Riyâzet ve mücâhede eğitimi seyr u sülûkun başından sonuna kadar devam eden çetin bir mücâdeledir. Bilhassa nefsânî tarîkatlarda benimsenen atvâr-ı seb’a uygulamasıyla nefsin kazanması gereken olgunluk süreci her bir mertebede farklı sorumluluk sürecini gerektirmektedir. Biz bu makalemizde seyr u sülûk eğitimindeki tezkiye-yi nefsin yedi mertebesini ele almak istiyoruz:
1. Nefs-i Emmâre: Sürekli kötülüğü emreden nefis anlamındadır. Kur’ân’daki “Hiç şüphesiz nefis daima kötülüğü emredicidir.”1 âyet-i kerîmesi bu mertebeye işaret olarak görülmüştür. Nefis terbiyesinden geçmemiş olanların ve seyr ü sülûka yeni başlamış olan sâlikin nefsinin bu özellikte olduğu kabul edilir.
Bu aşamadaki nefis sürekli olarak hayvânî ve şehevî doğasına uygun şeyleri ister. Hevâsına fazlaca düşkündür. Yaptığı kötülükleri tabîî görür¸ pişmanlık duymaz. Bu aşamadaki sâlik¸ nefse muhâlefet temrinleri yapar. Şeyhinin bildirdiği şartları yerine getirir. Tevbe¸ istiğfâr ile birlikte “lâ ilâhe illallah” zikrine mürşidinin belirlediği sayıda devam eder.
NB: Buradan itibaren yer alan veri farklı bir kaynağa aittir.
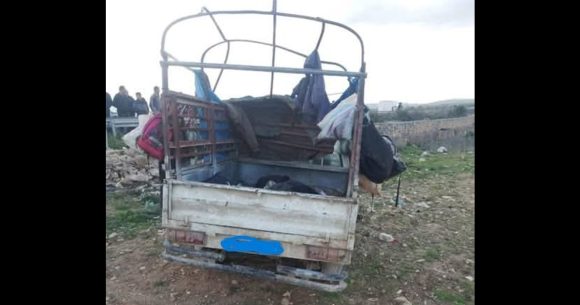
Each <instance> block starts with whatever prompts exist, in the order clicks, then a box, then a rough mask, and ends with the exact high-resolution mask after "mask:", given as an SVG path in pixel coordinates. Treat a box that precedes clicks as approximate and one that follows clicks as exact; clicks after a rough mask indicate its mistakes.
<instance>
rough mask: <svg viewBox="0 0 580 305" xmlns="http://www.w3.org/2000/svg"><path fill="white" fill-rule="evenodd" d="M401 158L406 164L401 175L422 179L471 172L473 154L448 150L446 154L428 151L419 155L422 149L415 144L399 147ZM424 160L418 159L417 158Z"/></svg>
mask: <svg viewBox="0 0 580 305" xmlns="http://www.w3.org/2000/svg"><path fill="white" fill-rule="evenodd" d="M400 153H401V158H402V159H403V161H404V162H405V164H406V165H407V170H406V171H405V172H403V174H402V175H403V176H404V177H406V178H412V179H424V178H429V177H433V176H435V175H447V176H448V175H455V174H458V173H473V172H474V168H475V159H474V155H473V154H465V153H460V152H450V153H447V154H441V153H436V152H435V153H430V154H429V155H427V156H423V157H421V154H422V153H423V150H422V149H421V148H419V147H418V146H415V145H408V146H405V147H403V148H402V149H401V152H400ZM421 158H423V159H425V161H419V159H421Z"/></svg>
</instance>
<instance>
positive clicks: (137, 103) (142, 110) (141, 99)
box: [133, 92, 149, 115]
mask: <svg viewBox="0 0 580 305" xmlns="http://www.w3.org/2000/svg"><path fill="white" fill-rule="evenodd" d="M135 95H136V96H137V99H136V100H135V102H134V103H133V110H134V111H135V113H137V115H141V114H149V106H147V101H146V100H145V99H144V98H143V97H142V96H141V92H137V93H135Z"/></svg>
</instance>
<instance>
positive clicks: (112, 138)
mask: <svg viewBox="0 0 580 305" xmlns="http://www.w3.org/2000/svg"><path fill="white" fill-rule="evenodd" d="M107 139H108V140H109V148H111V149H122V148H123V147H125V146H127V145H125V142H123V139H122V136H121V134H117V136H113V134H112V133H108V135H107Z"/></svg>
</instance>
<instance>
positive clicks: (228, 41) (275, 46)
mask: <svg viewBox="0 0 580 305" xmlns="http://www.w3.org/2000/svg"><path fill="white" fill-rule="evenodd" d="M228 42H248V43H256V44H261V45H265V46H270V47H271V46H273V45H272V44H271V43H269V42H263V41H257V40H251V39H228V40H226V41H220V42H217V43H215V44H213V45H211V46H210V47H209V48H207V49H205V51H204V52H203V54H202V55H201V62H202V63H203V62H205V55H206V54H207V52H209V51H210V50H212V49H213V48H215V47H217V46H219V45H221V44H224V43H228ZM274 47H276V48H279V49H282V50H284V51H287V52H290V53H292V54H295V55H298V56H301V57H303V58H306V57H308V55H306V54H303V53H300V52H298V51H295V50H292V49H290V48H287V47H283V46H281V45H279V44H276V45H275V46H274ZM168 55H169V57H170V58H172V59H173V60H176V61H177V59H176V58H175V57H173V56H171V55H170V54H168ZM320 62H321V63H323V64H327V65H334V66H337V67H339V68H341V69H342V70H343V71H348V70H347V69H346V68H345V67H344V66H343V65H341V64H339V63H337V62H333V61H325V60H321V61H320ZM336 94H342V92H339V93H336ZM329 95H331V94H329Z"/></svg>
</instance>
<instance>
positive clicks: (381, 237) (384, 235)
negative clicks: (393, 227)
mask: <svg viewBox="0 0 580 305" xmlns="http://www.w3.org/2000/svg"><path fill="white" fill-rule="evenodd" d="M379 239H380V240H383V241H386V242H389V243H390V242H392V241H394V240H395V238H394V237H393V236H392V235H390V234H387V233H381V234H379Z"/></svg>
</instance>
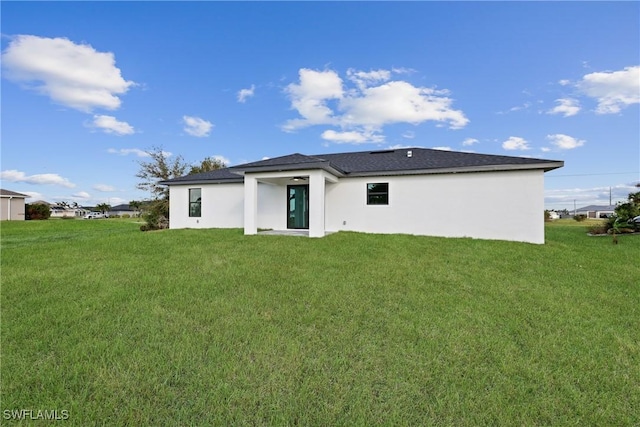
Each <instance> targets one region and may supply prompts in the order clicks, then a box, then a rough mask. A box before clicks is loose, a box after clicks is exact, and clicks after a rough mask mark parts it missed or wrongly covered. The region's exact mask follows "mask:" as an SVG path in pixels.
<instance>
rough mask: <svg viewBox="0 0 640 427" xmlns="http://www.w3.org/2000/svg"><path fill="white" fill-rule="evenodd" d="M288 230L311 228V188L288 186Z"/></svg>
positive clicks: (290, 185)
mask: <svg viewBox="0 0 640 427" xmlns="http://www.w3.org/2000/svg"><path fill="white" fill-rule="evenodd" d="M287 204H288V209H287V210H288V214H287V228H305V229H306V228H309V186H308V185H290V186H288V202H287Z"/></svg>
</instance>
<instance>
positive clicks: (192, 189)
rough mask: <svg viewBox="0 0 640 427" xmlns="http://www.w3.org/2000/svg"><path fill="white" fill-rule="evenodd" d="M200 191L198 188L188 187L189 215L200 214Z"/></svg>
mask: <svg viewBox="0 0 640 427" xmlns="http://www.w3.org/2000/svg"><path fill="white" fill-rule="evenodd" d="M201 192H202V190H201V189H200V188H190V189H189V216H195V217H199V216H201V203H202V202H201V200H202V199H201Z"/></svg>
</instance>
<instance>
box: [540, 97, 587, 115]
mask: <svg viewBox="0 0 640 427" xmlns="http://www.w3.org/2000/svg"><path fill="white" fill-rule="evenodd" d="M556 102H557V103H558V105H556V106H555V107H553V108H552V109H551V110H549V111H547V113H548V114H563V115H564V116H565V117H570V116H575V115H576V114H578V112H580V103H579V102H578V100H576V99H572V98H560V99H556Z"/></svg>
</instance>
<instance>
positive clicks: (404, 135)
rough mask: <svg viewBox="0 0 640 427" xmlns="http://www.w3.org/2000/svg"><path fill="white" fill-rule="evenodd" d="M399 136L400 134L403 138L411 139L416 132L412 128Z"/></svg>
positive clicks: (414, 135) (415, 136)
mask: <svg viewBox="0 0 640 427" xmlns="http://www.w3.org/2000/svg"><path fill="white" fill-rule="evenodd" d="M400 136H402V137H403V138H405V139H413V138H415V137H416V133H415V132H414V131H412V130H408V131H406V132H403V133H402V135H400Z"/></svg>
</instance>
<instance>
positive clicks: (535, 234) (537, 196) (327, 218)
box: [169, 170, 544, 244]
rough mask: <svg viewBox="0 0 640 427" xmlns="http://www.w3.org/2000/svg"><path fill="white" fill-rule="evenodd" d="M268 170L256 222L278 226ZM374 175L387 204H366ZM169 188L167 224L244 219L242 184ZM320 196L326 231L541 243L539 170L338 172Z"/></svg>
mask: <svg viewBox="0 0 640 427" xmlns="http://www.w3.org/2000/svg"><path fill="white" fill-rule="evenodd" d="M272 178H273V179H274V182H270V183H269V182H258V184H257V227H258V228H267V229H274V230H285V229H286V228H287V223H286V206H287V205H286V197H287V194H286V191H287V187H286V185H285V183H286V182H287V181H286V180H285V181H278V180H277V179H279V175H274V176H273V177H272ZM376 182H387V183H389V204H388V205H371V206H369V205H367V200H366V199H367V190H366V185H367V183H376ZM189 188H201V189H202V195H201V196H202V216H201V217H200V218H190V217H189V216H188V206H189V191H188V190H189ZM169 192H170V193H169V194H170V200H171V204H170V224H169V225H170V228H242V227H243V226H244V218H245V212H244V197H245V189H244V184H241V183H234V184H200V185H172V186H170V189H169ZM311 197H313V195H311ZM325 197H326V198H325V203H324V213H325V215H324V230H326V231H342V230H344V231H359V232H367V233H405V234H415V235H428V236H443V237H472V238H481V239H497V240H512V241H521V242H530V243H538V244H541V243H544V216H543V212H544V174H543V172H542V171H541V170H534V171H512V172H482V173H459V174H442V175H422V176H392V177H358V178H342V179H340V180H339V182H332V181H330V180H327V181H326V182H325ZM310 209H313V203H311V204H310ZM324 230H323V233H324Z"/></svg>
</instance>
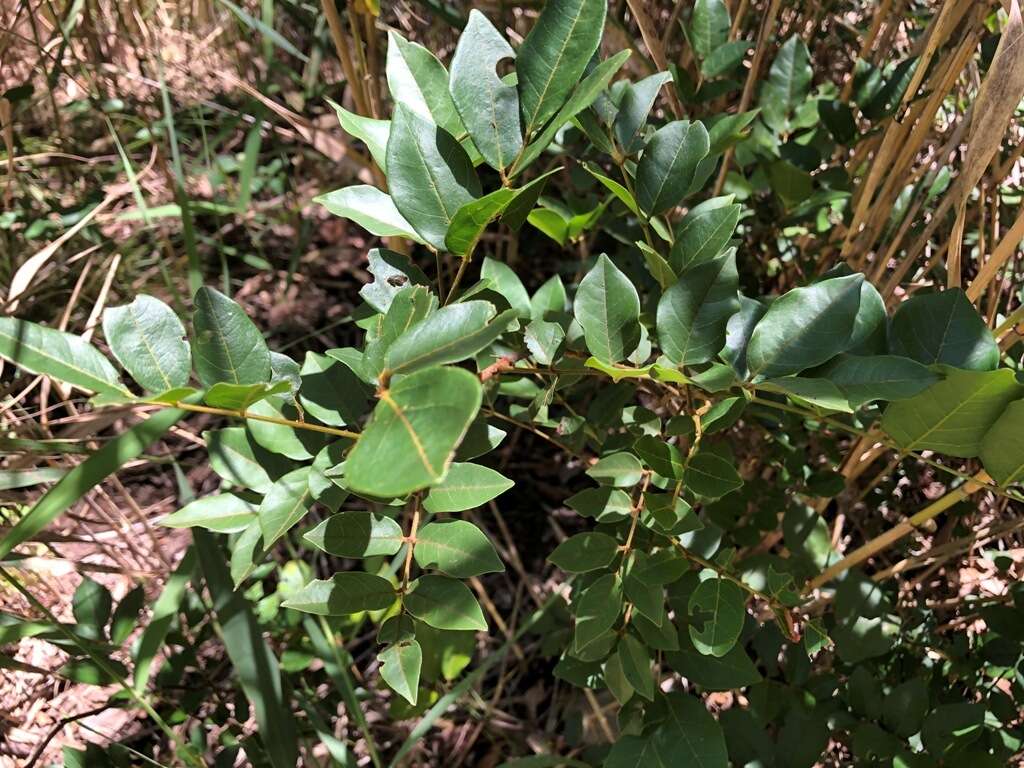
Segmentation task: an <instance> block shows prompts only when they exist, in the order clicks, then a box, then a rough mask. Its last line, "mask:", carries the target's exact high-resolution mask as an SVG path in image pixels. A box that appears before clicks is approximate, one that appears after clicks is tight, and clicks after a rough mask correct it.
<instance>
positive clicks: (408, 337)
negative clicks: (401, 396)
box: [387, 301, 504, 374]
mask: <svg viewBox="0 0 1024 768" xmlns="http://www.w3.org/2000/svg"><path fill="white" fill-rule="evenodd" d="M494 318H495V306H494V304H492V303H490V302H488V301H465V302H461V303H458V304H449V305H447V306H443V307H441V308H440V309H438V310H437V311H436V312H434V313H433V314H431V315H430V316H429V317H427V318H426V319H424V321H422V322H421V323H418V324H416V325H415V326H413V327H412V328H410V329H409V330H408V331H406V332H404V333H403V334H402V335H401V336H399V337H398V338H397V339H395V341H394V343H393V344H391V346H390V348H389V349H388V352H387V368H388V370H389V371H390V372H391V373H392V374H407V373H412V372H414V371H419V370H421V369H424V368H429V367H431V366H441V365H444V364H449V362H459V361H460V360H464V359H466V358H467V357H471V356H473V355H474V354H476V353H477V352H478V351H480V350H481V349H483V348H484V347H486V346H488V345H489V344H492V343H493V342H494V340H495V338H496V335H495V334H496V329H495V328H492V321H493V319H494ZM501 330H504V328H502V329H500V330H497V331H498V333H500V331H501Z"/></svg>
Nefs-i emmâre mertebesindeki sâlikin seyri “ilallah” âlemi “şehâdet”¸ hâli zevk¸ mahalli “sadr”¸ vâridi “şerîat”¸ şâhidi “tevhîd-i ef’âl”¸ nuru “mavi”dir. Tevhîd kalbe tesir edince mürşidin denetiminde emmâre aşamasını aşan sâlik ikinci mertebeye geçer.